DNA tests were underway to identify the attackers, he said, adding that a large quantity of explosives was used.

"All security units are on high alert," the interior ministry said.

After Friday's blast, police sent reinforcements and forensic experts to the area, where body parts were strewn across the ground.

A helicopter buzzed over the Berges du Lac, a district protected round-the-clock by security forces.

"It's tough to have to go on working when your colleagues have been wounded," said one police officer at the scene.

Office worker Haykel Boukraa spoke of widespread panic.

"Our office is 300 metres from (the blast scene), but the explosion was so loud that the windows in our building shook," the 49-year-old told AFP. "There was total panic."

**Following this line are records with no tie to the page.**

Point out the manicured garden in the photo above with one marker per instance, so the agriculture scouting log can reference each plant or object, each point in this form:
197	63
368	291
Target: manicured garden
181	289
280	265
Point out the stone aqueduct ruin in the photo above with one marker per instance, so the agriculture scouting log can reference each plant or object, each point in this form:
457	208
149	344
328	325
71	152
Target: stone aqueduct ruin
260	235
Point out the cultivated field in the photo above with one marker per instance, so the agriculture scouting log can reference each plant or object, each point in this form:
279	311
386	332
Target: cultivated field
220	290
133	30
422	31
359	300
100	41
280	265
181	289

- 'Immediate protection' -

Earlier police had said one of the two assailants had tried to enter the embassy but was prevented by police.

But interior ministry spokesman Khaled Ayouni told AFP that "the police patrol was targeted, rather than the embassy".

He noted that the attack took place the day before the fourth anniversary of a 2016 attack in the town of Ben Guerdane, which killed 13 security forces and seven civilians.

US ambassador to Tunisia Donald Blome praised authorities for their "immediate protection" of the embassy.

A senior State Department official who returned from Tunisia to the US on Thursday said that despite the attack, the country has been increasingly effective in fighting violent extremism.

"The response was quick, swift and significant," R. Clarke Cooper told reporters in Washington.

Tunisian President Kais Saied and parliament speaker Rached Ghannouchi visited the wounded in hospital.

"Fighting terrorism requires cultural and social measures, not just security measures," Saied said.

Ennahdha, the Islamist inspired party of Ghannouchi, called "on all state institutions to double their efforts in fighting terrorism" and to adopt a controversial bill strengthening police powers.

- Years of deadly attacks -

Since its 2011 revolution, Tunisia has witnessed a string of jihadist attacks that have killed dozens of security personnel, civilians and foreign tourists.

2015 was a particularly bloody year, with three major deadly attacks claimed by the Islamic State group.

An attack at the capital's Bardo museum in March killing 21 foreign tourists and a security guard. Just three months later, 38 foreign tourists were killed in a shooting rampage at the coastal resort of Sousse.

And that November, a bomb blast on a bus in central Tunis killed 12 presidential guards.

While the situation has significantly improved since then, Tunisia has maintained a state of emergency. Assaults on security forces have persisted, mainly in remote areas along the border with Algeria.

Before Friday, the last attacks were in June 2019, when twin bombings targeted a police station on the outskirts of Tunis and a police vehicle on the capital's main throughfare.

A civilian and a policeman were killed in those attacks, while seven were wounded.